Brian Eno - Pic credit goes to exclaim.ca

Brian Eno's Oblique Strategies

from "A Year with Swollen Appendices"
by Brian Eno | ISBN: 0571179959

"The Oblique Strategies are a series of cards - about the size of playing-cards - to be used in creative and problem-solving situations. They come in a black box. Each card carries a single phrase or sentence: the first was "Honour thy error as a hidden intention." The original set was assembled by the painter Peter Schmidt and myself, and arose out of observations of our working processes."

A Set of Oblique Strategies Cards

"The purpose of the cards is to try to derail normal thinking habits when they've proven ineffective, and to suggest new ways of approaching problems. The original box, which we published in 1975, contained 113 cards, but since then some have been omitted and new ones have been added."

"Peter Schmidt died in early 1980, and since then I've been the curator of the Oblique Strategies. They have been published three times in English, and also in French and Japanese. They have also been produced as a floppy disc. No two releases are exactly identical - cards come and go."

A Different Way of Thinking

I am a long-time fan of Brian Eno. The first time that I heard his 1978 release Music for Airports (mp3 sample ), I was hooked for life.

Many Eno fans have heard about the small deck of cards containing creative ways to look at the various conundrums we face day to day. Called "Oblique Strategies", the original deck of cards was created as a way for the artist to work under a specific set of principles. If you're working on an issue, creative or otherwise, stop what you're doing and draw a card from the deck. Then consider the statement on the card and try to apply it to your particular situation. In terms of web site design, a simple statement like "Be extravagant" can unlock that burst of inspiration missing from the equation.

Gregory Taylor has a great web site about the Oblique Strategies, and he has this to say about the strategies:

The deck itself had its origins in the discovery by Brian Eno that both he and his friend Peter Schmidt (a British painter whose works grace the cover of "Evening Star" and whose watercolours decorated the back LP cover of Eno's "Before and After Science" and also appeared as full-size prints in a small number of the original releases) tended to keep a set of basic working principles which guided them through the kinds of moments of pressure - either working through a heavy painting session or watching the clock tick while you're running up a big buck studio bill.
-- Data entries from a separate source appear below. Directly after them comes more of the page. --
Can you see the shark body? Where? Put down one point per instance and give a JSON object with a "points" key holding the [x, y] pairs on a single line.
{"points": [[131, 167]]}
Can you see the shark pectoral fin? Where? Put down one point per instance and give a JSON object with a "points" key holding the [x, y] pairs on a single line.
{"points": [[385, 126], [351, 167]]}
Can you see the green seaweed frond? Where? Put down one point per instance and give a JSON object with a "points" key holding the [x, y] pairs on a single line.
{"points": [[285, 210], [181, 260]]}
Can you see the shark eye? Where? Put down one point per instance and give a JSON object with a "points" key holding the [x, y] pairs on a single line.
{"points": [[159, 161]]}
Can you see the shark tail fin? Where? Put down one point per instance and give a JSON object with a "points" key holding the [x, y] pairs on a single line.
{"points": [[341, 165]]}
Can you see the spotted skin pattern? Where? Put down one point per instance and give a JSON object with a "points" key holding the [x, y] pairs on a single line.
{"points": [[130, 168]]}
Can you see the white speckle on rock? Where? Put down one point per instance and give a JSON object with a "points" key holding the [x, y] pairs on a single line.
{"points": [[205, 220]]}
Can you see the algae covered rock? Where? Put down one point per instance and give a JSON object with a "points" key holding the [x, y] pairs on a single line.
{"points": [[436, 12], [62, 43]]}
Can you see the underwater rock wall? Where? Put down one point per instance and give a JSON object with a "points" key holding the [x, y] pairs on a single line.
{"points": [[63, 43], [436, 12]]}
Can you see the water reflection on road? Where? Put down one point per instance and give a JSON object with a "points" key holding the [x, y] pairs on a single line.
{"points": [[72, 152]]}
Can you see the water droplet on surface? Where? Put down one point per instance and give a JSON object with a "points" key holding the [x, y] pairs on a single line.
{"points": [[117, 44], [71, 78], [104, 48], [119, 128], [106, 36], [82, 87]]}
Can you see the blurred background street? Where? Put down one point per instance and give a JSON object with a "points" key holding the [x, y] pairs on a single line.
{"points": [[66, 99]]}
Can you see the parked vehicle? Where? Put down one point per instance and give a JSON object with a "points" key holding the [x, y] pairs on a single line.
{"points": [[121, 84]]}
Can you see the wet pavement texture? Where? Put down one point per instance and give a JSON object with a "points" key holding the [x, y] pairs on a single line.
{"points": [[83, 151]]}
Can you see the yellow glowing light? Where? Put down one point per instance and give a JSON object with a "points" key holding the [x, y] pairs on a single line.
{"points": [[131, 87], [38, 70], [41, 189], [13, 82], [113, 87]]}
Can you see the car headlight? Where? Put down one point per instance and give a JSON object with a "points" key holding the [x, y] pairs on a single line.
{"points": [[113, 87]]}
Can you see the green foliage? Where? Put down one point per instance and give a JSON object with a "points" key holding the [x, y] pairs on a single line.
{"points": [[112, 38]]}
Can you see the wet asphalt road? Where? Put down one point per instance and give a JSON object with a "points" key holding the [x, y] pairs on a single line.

Both Schmidt and Eno realized that the pressures of time tended to steer them away from the ways of thinking they found most productive when the pressure was off. The Strategies were, then, a way to remind themselves of those habits of thinking - to jog the mind.

Over time, multiple editions of the Oblique Strategies have been released, the most recent being the 5th set. Very hard to find, the actual deck of cards is usually best tracked down at eBay or some other such auction site. Google around and maybe you'll be lucky enough to find your very own set.